Pierce, who lives in Randolph, guesses she has worked at the glove company for “over 40 years, without looking,” she says, laughing.
“Young Kurt’s father hired me here,” Pierce says, referring to the elder Kurt Haupt. “Then I worked here, oh, I don’t know how many years. And then I got done for a while, but then I came back when young Kurt (junior) and his father took it over. Been here ever since.”
Over the years, Pierce says, the roles have evolved.
“Back when young Kurt was younger, I babysitted him,” she says. “And now I’m working for him!”
The man called “Young Kurt” sits in his office a few doors away from the workroom.
“My name’s Kurt Haupt,” he says, “and I guess I own the Green Mountain Glove Company.
“I do some cutting, trimming, pairing gloves up, steaming. Just a little of everything.
“I like to hide out a lot,” he says, chuckling.
Haupt’s grandfather was hired by the glove company, “and it eventually folded so that the bank hired my grandfather to continue running the business.
“My dad and I acquired it in ‘84. We manufacture lineman’s work and protector gloves, primarily.”
A lineman works on utility lines.
Heidi Haupt, Kurt’s daughter, describes herself as the fourth generation of the Haupt family at the business.
“It’s not really any — it’s just kind of, it’s the glove company you know?” she says. “It’s not anything special to us, I guess. Just an everyday thing.
“For me sometimes, it’s also like the emotional ties you have in the family business, because my grandfather and my grandmother were over here and me and my grandfather practically lived over here. So, it’s a lot of memories of him, waltzing around, whistling and that kind of thing.
Kurt Haupt remembers when he first started as a youngster, there were 20 people at the business, compared to the handful that work there regularly now.
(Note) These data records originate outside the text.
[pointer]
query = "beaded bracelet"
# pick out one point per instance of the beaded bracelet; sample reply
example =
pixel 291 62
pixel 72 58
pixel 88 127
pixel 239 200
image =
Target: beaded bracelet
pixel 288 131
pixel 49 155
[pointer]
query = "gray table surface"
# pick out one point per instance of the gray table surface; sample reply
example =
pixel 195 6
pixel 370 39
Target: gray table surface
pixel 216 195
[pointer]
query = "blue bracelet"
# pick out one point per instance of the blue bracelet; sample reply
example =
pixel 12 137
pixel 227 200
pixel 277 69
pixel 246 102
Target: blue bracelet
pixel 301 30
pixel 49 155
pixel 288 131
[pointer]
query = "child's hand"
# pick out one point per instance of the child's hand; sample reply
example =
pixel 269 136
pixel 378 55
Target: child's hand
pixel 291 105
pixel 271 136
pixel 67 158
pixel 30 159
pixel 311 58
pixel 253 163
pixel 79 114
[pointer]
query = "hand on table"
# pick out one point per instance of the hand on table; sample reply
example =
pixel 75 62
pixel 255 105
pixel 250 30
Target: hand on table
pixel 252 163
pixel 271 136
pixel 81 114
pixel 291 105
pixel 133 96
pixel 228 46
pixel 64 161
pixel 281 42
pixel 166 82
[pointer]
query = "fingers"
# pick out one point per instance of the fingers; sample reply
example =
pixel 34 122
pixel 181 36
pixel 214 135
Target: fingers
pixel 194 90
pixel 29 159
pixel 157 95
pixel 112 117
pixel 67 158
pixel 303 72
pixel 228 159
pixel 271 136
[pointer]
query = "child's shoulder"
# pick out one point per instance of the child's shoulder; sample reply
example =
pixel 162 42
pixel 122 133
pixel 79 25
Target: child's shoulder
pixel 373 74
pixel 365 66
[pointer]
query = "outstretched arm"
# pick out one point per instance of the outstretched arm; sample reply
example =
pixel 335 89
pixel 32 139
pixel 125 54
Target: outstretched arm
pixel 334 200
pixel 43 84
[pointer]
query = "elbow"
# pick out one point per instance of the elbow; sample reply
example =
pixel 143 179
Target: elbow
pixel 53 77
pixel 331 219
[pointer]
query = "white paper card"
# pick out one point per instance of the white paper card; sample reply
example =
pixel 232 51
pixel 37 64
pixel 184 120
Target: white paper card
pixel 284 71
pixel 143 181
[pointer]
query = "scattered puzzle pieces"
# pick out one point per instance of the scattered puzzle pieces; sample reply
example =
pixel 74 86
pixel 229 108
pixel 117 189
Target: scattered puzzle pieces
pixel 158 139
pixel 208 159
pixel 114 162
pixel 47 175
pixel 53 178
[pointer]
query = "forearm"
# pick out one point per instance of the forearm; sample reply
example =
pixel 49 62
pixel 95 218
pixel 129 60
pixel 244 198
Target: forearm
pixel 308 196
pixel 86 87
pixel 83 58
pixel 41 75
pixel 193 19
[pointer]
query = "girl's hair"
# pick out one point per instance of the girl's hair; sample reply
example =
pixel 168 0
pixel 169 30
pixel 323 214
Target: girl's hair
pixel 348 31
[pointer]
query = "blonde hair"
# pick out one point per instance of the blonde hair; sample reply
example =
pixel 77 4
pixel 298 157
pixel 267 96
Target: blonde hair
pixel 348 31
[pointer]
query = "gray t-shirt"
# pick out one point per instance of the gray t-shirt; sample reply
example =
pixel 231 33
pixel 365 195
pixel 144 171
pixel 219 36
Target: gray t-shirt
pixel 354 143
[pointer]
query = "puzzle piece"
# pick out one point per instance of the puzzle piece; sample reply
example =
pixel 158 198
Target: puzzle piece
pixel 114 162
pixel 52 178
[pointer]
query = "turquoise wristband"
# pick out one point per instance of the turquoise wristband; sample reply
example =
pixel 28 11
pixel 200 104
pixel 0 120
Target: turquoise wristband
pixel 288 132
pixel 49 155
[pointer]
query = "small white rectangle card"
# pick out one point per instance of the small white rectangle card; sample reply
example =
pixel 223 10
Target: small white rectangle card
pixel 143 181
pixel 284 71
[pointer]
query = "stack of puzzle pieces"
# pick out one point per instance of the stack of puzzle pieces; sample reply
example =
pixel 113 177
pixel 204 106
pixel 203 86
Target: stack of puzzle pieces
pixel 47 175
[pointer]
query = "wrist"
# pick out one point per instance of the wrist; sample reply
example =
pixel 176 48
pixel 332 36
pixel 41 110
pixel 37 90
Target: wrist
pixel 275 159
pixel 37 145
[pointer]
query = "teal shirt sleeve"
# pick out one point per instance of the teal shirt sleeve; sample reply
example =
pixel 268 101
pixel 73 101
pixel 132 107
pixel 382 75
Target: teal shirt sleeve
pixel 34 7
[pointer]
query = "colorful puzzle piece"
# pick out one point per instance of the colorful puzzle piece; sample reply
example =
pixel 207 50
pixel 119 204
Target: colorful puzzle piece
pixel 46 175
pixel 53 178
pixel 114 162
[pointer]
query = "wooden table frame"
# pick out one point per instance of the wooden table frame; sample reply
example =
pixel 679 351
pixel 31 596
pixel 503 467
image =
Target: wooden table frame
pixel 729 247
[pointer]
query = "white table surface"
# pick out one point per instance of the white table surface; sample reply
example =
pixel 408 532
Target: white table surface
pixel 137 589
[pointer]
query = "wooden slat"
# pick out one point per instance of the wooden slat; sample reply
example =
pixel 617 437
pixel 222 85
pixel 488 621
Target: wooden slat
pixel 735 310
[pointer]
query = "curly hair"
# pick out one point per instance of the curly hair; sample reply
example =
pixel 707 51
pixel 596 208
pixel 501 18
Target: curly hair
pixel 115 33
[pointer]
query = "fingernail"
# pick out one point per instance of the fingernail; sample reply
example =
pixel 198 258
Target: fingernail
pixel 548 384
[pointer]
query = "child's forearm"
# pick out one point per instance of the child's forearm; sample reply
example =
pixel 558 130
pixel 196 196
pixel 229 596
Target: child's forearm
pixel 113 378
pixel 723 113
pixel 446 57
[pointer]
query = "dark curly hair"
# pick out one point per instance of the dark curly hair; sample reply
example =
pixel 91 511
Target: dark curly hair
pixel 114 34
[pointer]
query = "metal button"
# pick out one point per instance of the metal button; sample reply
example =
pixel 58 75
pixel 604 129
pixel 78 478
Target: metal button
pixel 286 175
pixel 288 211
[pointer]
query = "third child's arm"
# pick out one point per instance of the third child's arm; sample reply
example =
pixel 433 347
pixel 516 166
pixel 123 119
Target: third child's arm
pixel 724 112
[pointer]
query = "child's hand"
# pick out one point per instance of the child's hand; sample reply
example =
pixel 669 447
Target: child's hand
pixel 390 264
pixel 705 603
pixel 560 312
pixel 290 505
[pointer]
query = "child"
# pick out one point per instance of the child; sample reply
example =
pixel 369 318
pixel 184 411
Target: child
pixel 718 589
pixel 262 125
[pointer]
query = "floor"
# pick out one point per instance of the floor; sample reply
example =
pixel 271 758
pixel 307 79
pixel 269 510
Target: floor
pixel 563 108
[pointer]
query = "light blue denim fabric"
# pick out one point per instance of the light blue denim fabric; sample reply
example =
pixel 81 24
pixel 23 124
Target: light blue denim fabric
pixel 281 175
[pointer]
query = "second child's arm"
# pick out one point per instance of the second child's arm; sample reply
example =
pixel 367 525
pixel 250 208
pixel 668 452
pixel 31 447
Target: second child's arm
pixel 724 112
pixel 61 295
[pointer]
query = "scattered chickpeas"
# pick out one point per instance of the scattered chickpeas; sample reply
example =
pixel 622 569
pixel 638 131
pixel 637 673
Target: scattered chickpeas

“A lot of the smaller utilities have been purchased by big companies, bigger companies,” he says. “I guess they have their own suppliers.”
But Pierce says Green Mountain Glove’s standards set them ahead of the competition.
“Well one thing is their product is — they’re not slap-happy about it. They make sure it’s up in number one shape and … when it goes out of here that it’s number one quality.
“I think it’s too bad that this one is so slow, I mean after all the years. It’s the overseas stuff is what’s doing it.
“Hopefully they hang on,” she says, thinking for a moment, and then she adds with a laugh: “As long as I hang on!”
“Well, I don’t know,” Kurt Haupt says, back in his office. “We’re gonna hang on as long as possible. Keep plugging away. Eventually, maybe something will come up.”